Dibacanya surat itu sampai akhir. Kakashi mengalihkan pandangan pada Tsunade yang langsung menatapnya tajam. Sedangkan Raidou masih diam tak percaya dengan rentetan kalimat dalam kertas itu.
“Jangan berpikir kalau orang yang menulis surat itu salah menerima informasi.”
Raidou yang masih terkejut mengangkat kepalanya menghadap sang hokage. Ia tak sanggup mengatakan apapun.
“Tapi Tsunade-sama, anda tahu betul kalau―”
“Aku mengerti Kakashi. Dan kita semua disini tahu bagaimana Sasaki Daichi itu. Ia termasuk kedalam daftar orang terkaya se-Iwagakure. Perusahaannya berkembang pesat akhir-akhir ini dan mulai melebarkan sayapnya sampai ke seluruh wilayah Iwa. Daerah yang ia pimpin juga lumayan maju, meski pajak yang ditarik terlalu tinggi.” Berhenti sejenak, ia memejamkan mata, menghela napas lelah. “Tapi sekarang ia sudah mati. Juga ninja-ninja yang ia sewa untuk menjadi bodyguardnya.”
Kakashi dan Raidou sudah tahu tentang itu. Lagi pula, siapa yang berani-beraninya meminta anak dari si taring putih konoha, guru dari pahlawan perang dunia ke empat, dan calon hokage ke enam itu untuk mengawalnya sampai rumah ? Daichi sanggup membayar berapa pun yang diminta untuk memenuhi keinginannya itu. Tapi Tsunade menolaknya. Ia harus menjaga Kakashi tetap aman sampai hari pelantikannya tiba. Namun Kakashi yang mendengarnya tiba-tiba langsung melompat masuk melalui jendela ―kebiasaan buruk, dan Tsunade tidak terkejut lagi karena ia sudah terlalu sering dikagetkan oleh kemunculan Kakashi secara tiba-tiba dari jendela itu―.
Kakashi mengatakan ia akan mengambil misi itu. Alasannya jelas bukan karena bayaran. Ia tidak suka berdiam diri didesa ―walau sebenarnya dia harus mempelajari berbagai hal untuk memimpin desa―. Di ganggu oleh Naruto ce-es setiap harinya demi mengungkap ‘rahasia di balik masker menyebalkan’ miliknya itu cukup membuatnya risih. Menyenangkan memang, namun naruto dan kawan-kawannya kini bukan anak kecil lagi. Mereka sudah menjadi shinobi hebat yang berperan besar dalam menyelamatkan dunia. Bisa gawat jadinya jika mereka berhasil mengungkap wajah Kakashi lalu menyebar luaskannya hingga ke penjuru desa. Tidak, lebih luas, mungkin dunia.

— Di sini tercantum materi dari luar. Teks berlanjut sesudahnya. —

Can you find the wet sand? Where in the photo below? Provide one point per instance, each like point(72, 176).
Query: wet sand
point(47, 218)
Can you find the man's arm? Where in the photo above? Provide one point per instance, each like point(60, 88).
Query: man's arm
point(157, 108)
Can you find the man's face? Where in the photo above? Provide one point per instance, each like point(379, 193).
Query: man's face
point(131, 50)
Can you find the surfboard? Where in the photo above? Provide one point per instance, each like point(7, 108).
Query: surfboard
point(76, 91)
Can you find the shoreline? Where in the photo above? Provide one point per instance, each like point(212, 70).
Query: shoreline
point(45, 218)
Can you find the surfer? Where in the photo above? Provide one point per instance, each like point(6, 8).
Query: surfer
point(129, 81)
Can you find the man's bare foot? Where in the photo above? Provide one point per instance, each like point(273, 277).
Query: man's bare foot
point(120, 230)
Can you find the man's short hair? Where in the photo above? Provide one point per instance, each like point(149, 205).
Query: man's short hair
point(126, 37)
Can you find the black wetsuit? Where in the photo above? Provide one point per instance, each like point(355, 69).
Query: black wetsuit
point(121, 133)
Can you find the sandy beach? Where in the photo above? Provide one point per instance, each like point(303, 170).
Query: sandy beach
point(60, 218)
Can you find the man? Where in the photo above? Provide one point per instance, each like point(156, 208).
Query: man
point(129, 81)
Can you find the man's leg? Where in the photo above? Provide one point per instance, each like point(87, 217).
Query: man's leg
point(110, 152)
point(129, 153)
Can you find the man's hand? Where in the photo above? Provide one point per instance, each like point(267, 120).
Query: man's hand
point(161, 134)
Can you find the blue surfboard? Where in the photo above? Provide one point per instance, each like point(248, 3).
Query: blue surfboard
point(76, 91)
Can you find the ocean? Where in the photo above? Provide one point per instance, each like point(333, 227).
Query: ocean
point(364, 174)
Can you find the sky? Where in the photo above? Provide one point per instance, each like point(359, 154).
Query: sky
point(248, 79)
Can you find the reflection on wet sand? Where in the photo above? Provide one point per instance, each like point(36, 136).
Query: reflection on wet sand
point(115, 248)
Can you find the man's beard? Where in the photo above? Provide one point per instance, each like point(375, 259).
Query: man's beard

Dengan berat hati Tsunade mengizinkan Kakashi menjalani misi tersebut, asalkan ia ditemani satu atau dua ninja lainnya. Dan kakashi memilih Raidou. Selain karena dia juga sedang tidak menjalankan misi, sepertinya dia juga tidak terlalu tertarik untuk mengungkap wajah Kakashi.
Namun sekarang, Sasaki Daichi sudah tiada. Ia dibunuh. Tapi bukan itu masalahnya.
Melainkan orang yang melakukannya.
“Shiranui Genma. Dia yang telah melakukannya.”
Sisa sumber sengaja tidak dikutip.